Abstract
This study characterizes the experiences and expressed needs of parents following diagnosis of their newborn with congenital adrenal hyperplasia (CAH). Six parents (four mothers and two fathers) were interviewed about how they learned about CAH and its management, followed by qualitative data analysis. Coding of transcripts revealed several themes, including health communication problems, a lack of medical home and decision support, and a desire for parent-to-parent social support.
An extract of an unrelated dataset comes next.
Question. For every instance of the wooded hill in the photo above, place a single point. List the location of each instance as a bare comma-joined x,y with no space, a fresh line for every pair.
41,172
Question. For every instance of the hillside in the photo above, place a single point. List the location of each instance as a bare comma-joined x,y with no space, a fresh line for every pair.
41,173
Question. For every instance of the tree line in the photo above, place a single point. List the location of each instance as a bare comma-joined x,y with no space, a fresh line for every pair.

Findings have implications for how family-centered health care is delivered following an unexpected newborn diagnosis.
Keywords: Primary care providers, Qualitative, Retrospective, Interview, Infants, Parents, Children with special health care needs, Chronic conditions, Congenital adrenal hyperplasia, Health communication, Health literacy, Social support, Research report, Endocrinology, Newborn screening, Pediatrics, Medical home, Decision support, Disorders of sex development
“Most families enter the world of illness and disability without a psychosocial map to navigate the normative (i.e., common and expectable) strains.” (Rolland & Walsh, 2006, p. 529).
Background
Parenting a newborn with a complex health condition presents special challenges. The process of establishing the parent–child relationship in infancy can be complicated by a NICU admission and uncertainties about future growth and development. How parents adapt ultimately affects the child's and family's well-being (Fisher, 2001; Rolland & Walsh, 2006). Contextual factors, including the family's interactions with the child's health care providers and their personal social network, influence how parents accomplish adaptive tasks (Knafl, Deatrick, & Havill, 2012).
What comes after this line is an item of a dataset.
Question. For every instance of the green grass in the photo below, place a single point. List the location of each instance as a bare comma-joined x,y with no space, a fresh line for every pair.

Newborn screening (NBS) represents a major accomplishment in health care implementation. Current recommendations for all U.S. states and territories are to screen for a uniform panel of 31 conditions (Watson, Mann, Lloyd-Puryear, Rinaldo, & Howell, 2006; U. S. Department of Health and Human Services, Health Resources and Services Administration, Discretionary Advisory Committee on Heritable Disorders in Newborns and Children, 2013). With the benefits that accompany early detection of serious medical conditions also come the challenges to parents of having their infant unexpectedly diagnosed, shortly after birth, with a life-threatening or life-limiting condition. Ideally, the medical home would coordinate the care of infants identified through NBS and work with specialists to assist the family in understanding and managing their child's condition (American Academy of Pediatrics, Newborn Screening Authoring Committee, 2008). However, in reality, primary care physicians do not always feel prepared to manage follow-up after a positive NBS (Kemper, Uren, Moseley, & Clark, 2006). As a result, positive adaptation for these infants and families may be compromised (McAllister, Sherrieb, & Cooley, 2009).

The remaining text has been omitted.